I would love to see the reviews this paper received, almost as much as any record of what the authors intended when they planned the study.
Will this be the beginning of a trend? Does BJP want to encourage submission of noninferiority psychotherapy studies? Maybe the simple explanation is that the editor and reviewers do not understand what a noninferiority trial is and what it can conceivably conclude.
Please, some psychotherapy researcher with a null trial sitting in the drawer, test the waters by dressing the study up as a noninferior trial and submitted to BJP.
How bad is this study?
The article provides a non-intention-to-treat analysis of a comparison of mindfulness to an ill specified control condition that would not qualify as an active condition. The comparison does not allow generalization to other treatments in other settings. The intervention and control conditions had significant differences in key characteristics at baseline. The patient population is ill-described in ways that does not allow generalization to other patient populations. The high rates of co-treatment confounding due to antidepressants and tranquilizers precludes determination of any effects of the mindfulness therapy. We don’t know if there were any effects, or if both the mindfulness therapy and control condition benefited from the natural decline in distress of a patient population largely without psychiatric diagnoses. Without a control group like a waiting list, we can’t tell if these patients would have improved any way. I could go on but…

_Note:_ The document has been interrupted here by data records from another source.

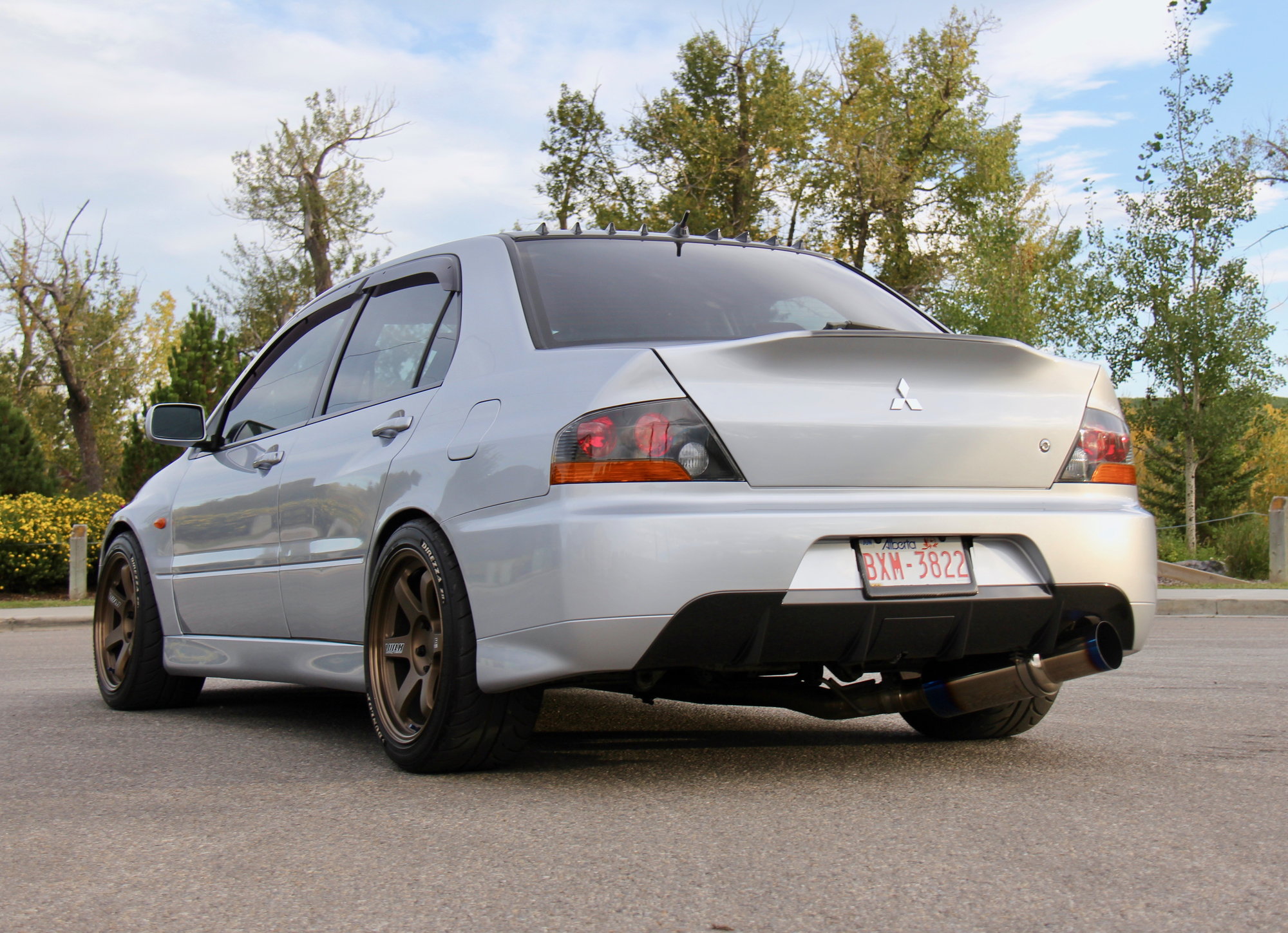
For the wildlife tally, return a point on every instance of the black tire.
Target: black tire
(998, 722)
(422, 686)
(128, 638)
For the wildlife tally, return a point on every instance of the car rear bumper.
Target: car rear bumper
(721, 575)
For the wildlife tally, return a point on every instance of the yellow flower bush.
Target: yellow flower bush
(34, 532)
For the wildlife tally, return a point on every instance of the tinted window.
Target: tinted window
(444, 347)
(287, 386)
(387, 348)
(627, 290)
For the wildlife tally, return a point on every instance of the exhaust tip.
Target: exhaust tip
(1104, 647)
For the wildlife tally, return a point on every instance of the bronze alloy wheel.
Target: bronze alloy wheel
(406, 643)
(115, 620)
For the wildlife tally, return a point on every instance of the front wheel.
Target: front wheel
(421, 648)
(128, 638)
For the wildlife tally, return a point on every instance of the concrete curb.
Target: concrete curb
(1223, 603)
(46, 617)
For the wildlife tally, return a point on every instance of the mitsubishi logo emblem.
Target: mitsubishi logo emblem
(902, 399)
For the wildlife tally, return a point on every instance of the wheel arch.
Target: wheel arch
(390, 526)
(115, 529)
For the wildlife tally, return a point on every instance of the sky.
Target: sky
(138, 105)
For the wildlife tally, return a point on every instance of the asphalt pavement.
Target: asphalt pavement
(1153, 798)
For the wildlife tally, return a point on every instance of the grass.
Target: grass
(1251, 585)
(39, 602)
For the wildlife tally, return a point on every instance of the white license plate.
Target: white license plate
(915, 566)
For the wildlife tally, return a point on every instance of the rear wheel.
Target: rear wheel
(421, 648)
(128, 638)
(999, 722)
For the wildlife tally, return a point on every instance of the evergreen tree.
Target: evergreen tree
(1224, 478)
(202, 368)
(23, 468)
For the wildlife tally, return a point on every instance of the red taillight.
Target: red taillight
(597, 437)
(654, 435)
(1103, 453)
(650, 442)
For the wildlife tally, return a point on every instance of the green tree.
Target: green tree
(583, 178)
(1224, 478)
(23, 468)
(1183, 305)
(308, 187)
(907, 154)
(728, 138)
(200, 369)
(1014, 272)
(260, 292)
(78, 369)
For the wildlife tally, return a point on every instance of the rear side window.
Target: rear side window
(388, 346)
(629, 290)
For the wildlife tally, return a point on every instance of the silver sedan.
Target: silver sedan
(669, 466)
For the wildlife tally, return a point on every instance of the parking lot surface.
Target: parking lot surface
(1151, 799)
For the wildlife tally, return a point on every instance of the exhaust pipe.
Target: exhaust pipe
(1099, 650)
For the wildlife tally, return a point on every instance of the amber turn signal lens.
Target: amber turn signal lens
(1115, 473)
(618, 472)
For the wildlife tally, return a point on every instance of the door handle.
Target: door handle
(269, 459)
(397, 423)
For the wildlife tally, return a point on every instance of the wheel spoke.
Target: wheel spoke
(430, 684)
(410, 687)
(115, 637)
(408, 601)
(124, 656)
(405, 641)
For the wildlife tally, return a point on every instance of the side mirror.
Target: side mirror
(176, 424)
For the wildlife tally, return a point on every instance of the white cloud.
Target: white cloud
(1052, 51)
(1044, 128)
(138, 104)
(1272, 267)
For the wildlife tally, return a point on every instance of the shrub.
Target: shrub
(23, 468)
(1246, 547)
(34, 532)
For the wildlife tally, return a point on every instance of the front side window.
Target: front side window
(601, 290)
(284, 388)
(388, 347)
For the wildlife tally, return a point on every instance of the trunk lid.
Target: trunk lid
(888, 409)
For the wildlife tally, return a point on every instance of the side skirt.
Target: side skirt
(287, 660)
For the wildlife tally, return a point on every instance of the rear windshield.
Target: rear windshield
(597, 292)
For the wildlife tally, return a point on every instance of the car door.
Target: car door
(332, 486)
(225, 516)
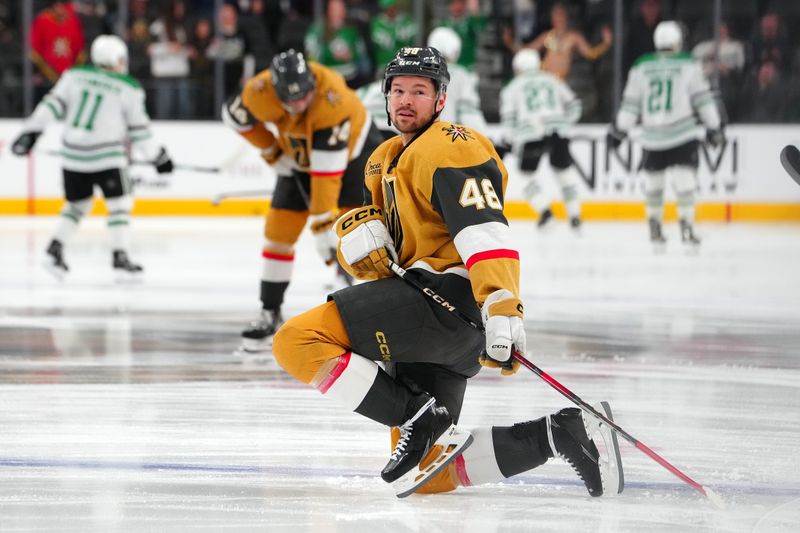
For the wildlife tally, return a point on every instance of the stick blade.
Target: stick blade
(790, 159)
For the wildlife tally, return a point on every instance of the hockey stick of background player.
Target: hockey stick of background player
(217, 198)
(790, 159)
(178, 166)
(571, 396)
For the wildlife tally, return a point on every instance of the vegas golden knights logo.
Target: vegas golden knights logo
(391, 213)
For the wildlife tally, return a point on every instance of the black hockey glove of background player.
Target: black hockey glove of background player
(615, 136)
(24, 143)
(715, 137)
(163, 163)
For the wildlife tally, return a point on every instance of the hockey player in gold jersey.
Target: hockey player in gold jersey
(317, 135)
(390, 353)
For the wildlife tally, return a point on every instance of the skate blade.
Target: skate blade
(611, 473)
(123, 277)
(59, 273)
(452, 443)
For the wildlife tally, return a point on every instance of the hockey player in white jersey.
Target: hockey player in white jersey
(101, 108)
(537, 110)
(463, 102)
(668, 96)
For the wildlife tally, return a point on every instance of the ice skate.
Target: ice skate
(688, 237)
(124, 269)
(429, 441)
(657, 236)
(257, 336)
(544, 219)
(569, 436)
(54, 260)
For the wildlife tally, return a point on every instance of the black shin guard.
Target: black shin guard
(521, 447)
(386, 401)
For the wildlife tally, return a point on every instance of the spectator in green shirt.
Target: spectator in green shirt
(391, 30)
(335, 43)
(465, 18)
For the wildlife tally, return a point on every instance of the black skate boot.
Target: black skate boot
(429, 441)
(569, 440)
(544, 218)
(687, 234)
(124, 269)
(256, 336)
(54, 260)
(656, 236)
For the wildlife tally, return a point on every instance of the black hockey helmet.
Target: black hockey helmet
(291, 76)
(424, 61)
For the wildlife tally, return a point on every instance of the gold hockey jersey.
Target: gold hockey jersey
(321, 141)
(443, 202)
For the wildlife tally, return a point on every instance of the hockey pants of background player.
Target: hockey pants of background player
(563, 169)
(683, 181)
(314, 348)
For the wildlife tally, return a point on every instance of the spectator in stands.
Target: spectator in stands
(336, 44)
(764, 96)
(725, 63)
(10, 63)
(169, 62)
(466, 19)
(558, 44)
(390, 31)
(137, 37)
(202, 68)
(257, 34)
(769, 43)
(233, 48)
(57, 43)
(640, 36)
(93, 18)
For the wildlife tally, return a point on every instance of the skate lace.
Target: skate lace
(407, 431)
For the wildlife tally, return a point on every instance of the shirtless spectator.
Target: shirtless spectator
(558, 44)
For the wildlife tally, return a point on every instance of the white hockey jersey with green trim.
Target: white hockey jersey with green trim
(534, 105)
(101, 111)
(669, 98)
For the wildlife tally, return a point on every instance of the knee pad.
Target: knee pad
(77, 209)
(683, 179)
(653, 181)
(119, 205)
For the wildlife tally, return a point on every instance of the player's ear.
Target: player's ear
(440, 102)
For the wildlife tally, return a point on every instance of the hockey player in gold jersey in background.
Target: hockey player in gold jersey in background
(317, 135)
(383, 349)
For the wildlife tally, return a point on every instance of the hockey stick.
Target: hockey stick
(217, 198)
(571, 396)
(178, 166)
(790, 159)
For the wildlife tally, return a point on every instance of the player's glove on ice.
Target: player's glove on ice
(715, 137)
(365, 246)
(163, 163)
(322, 228)
(615, 136)
(24, 143)
(502, 321)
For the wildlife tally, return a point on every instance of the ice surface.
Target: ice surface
(122, 408)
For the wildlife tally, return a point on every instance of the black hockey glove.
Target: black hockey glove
(615, 136)
(163, 163)
(24, 143)
(715, 137)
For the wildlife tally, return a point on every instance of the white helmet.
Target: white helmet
(526, 60)
(447, 41)
(668, 36)
(109, 51)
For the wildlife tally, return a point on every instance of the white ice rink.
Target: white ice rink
(123, 410)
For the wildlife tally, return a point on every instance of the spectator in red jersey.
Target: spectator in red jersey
(56, 40)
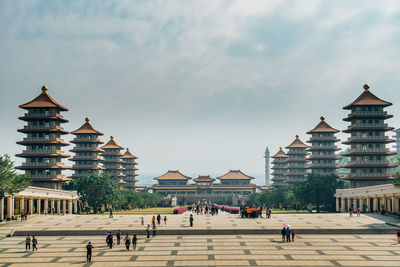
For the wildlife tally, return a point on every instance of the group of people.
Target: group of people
(287, 234)
(204, 209)
(29, 241)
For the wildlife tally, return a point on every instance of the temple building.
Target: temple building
(112, 160)
(129, 165)
(234, 187)
(323, 149)
(43, 141)
(368, 152)
(296, 162)
(279, 169)
(397, 138)
(87, 152)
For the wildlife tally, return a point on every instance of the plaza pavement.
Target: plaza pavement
(211, 250)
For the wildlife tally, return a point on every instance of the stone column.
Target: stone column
(38, 205)
(58, 206)
(342, 204)
(64, 206)
(337, 204)
(46, 206)
(1, 209)
(69, 206)
(31, 206)
(10, 208)
(52, 206)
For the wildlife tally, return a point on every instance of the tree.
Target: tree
(97, 189)
(11, 182)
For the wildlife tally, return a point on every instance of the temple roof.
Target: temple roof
(111, 144)
(367, 99)
(43, 101)
(280, 154)
(297, 143)
(205, 178)
(323, 127)
(235, 175)
(173, 175)
(87, 128)
(128, 155)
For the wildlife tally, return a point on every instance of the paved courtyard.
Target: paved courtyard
(222, 250)
(222, 221)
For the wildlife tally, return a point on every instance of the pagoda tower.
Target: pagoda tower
(323, 150)
(279, 169)
(129, 162)
(112, 160)
(266, 156)
(87, 152)
(296, 162)
(43, 141)
(368, 153)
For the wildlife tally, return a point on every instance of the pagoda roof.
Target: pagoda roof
(367, 99)
(111, 144)
(280, 154)
(87, 128)
(128, 155)
(323, 127)
(205, 178)
(173, 175)
(43, 101)
(235, 175)
(297, 143)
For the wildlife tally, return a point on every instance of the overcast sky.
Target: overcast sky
(199, 86)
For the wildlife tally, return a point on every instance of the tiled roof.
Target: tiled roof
(43, 101)
(367, 99)
(206, 178)
(111, 144)
(235, 175)
(87, 128)
(173, 175)
(323, 127)
(280, 154)
(297, 143)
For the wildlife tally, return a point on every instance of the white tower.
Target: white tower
(266, 156)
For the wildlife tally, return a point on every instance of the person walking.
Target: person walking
(89, 249)
(127, 242)
(191, 220)
(34, 243)
(27, 243)
(110, 240)
(288, 234)
(154, 230)
(283, 233)
(118, 237)
(134, 242)
(148, 231)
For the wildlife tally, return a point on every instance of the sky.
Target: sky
(198, 86)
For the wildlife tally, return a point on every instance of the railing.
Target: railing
(368, 113)
(368, 174)
(44, 151)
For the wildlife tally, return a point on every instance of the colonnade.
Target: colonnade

This study was not needed and may be unethical
The accumulation of literature is such that we need less mindfulness therapy research, not more. We need comparisons with well specified active control groups that can answer the question of whether mindfulness therapy offers any advantage over alternative treatments, not only in efficacy, but in the ability to retain patients so they get an adequate exposure to the treatment. We need mindfulness studies with cleverly chosen comparison conditions that allow determination of whether it is the mindfulness component of mindfulness group therapy that has any effectiveness, rather than relaxation that mindfulness therapy shares with other treatments.
To conduct research in patient populations, investigators must have hypotheses and methods with the likelihood of making a meaningful contribution to the literature commensurate with all the extra time and effort they are asking of patients. This particular study fails this ethical test.
Finally, the publication of this null trial as a noninferiority trial pushes the envelope in terms of the need for preregistration of design and analytic plans for trials. If authors of going to claim a successful demonstration of non-inferiority, we need to know that is what they set out to do, rather than just being stuck with null findings they could not otherwise publish.
*DISCLAIMER: This blog post presents solely the opinions of the author, and not necessarily PLOS. Opinions about the publishability of papers reflect only the author’s views and not necessarily an editorial decision for a manuscript submitted to PLOS One.
**I previously criticized the editorial process at BJP, calling for the retraction of a horribly flawed meta-analysis of the mental health effects of abortion written by an American antiabortion activist. I have pointed out how another flawed review of the efficacy of long-term psychodynamic psychotherapy represented duplicate publication . But both of these papers were published under the last editor. I still hope that the current editor can improve the trustworthiness of what is published at BJP. I am not encouraged by this particular paper, however.